Hemin provides protection against lead neurotoxicity through heme oxygenase 1/carbon monoxide activation.

Abstract

The neurotoxicity of lead (Pb) is well established, and oxidative stress is strongly associated with Pb-induced neurotoxicity. Heme oxygenase 1 (HO-1) is an important antioxidative enzyme for protection against oxidative stress in many disease models. In this study, we applied hemin, the substrate and a well-known inducer of HO-1, to investigate the possible role of HO-1 in protecting against Pb neurotoxicity. Hemin can significantly attenuate Pb acetate-induced cell death and oxidative stress in the hippocampus and frontal cortex of developmental rats.
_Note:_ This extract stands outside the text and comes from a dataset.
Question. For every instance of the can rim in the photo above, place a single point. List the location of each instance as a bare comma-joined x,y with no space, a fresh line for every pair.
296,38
Consistent with in vivo results, the protective effects of hemin were also observed in SH-SY5Y cells after inducing cell survival and maintaining redox balance. However, knocking down HO-1 could significantly abolish the cytoprotective action of hemin against Pb toxicity, confirming HO-1 contributed to the protection. Finally, the HO-1-derived production of carbon monoxide, but not of bilirubin or Fe2+ , mediated the protective effects of HO-1 activation induced by hemin treatment against Pb-induced cell death and oxidative stress in SHSY5Y cells. Overall, this study showed that hemin provided protection against Pb neurotoxicity by HO-1/carbon monoxide activation.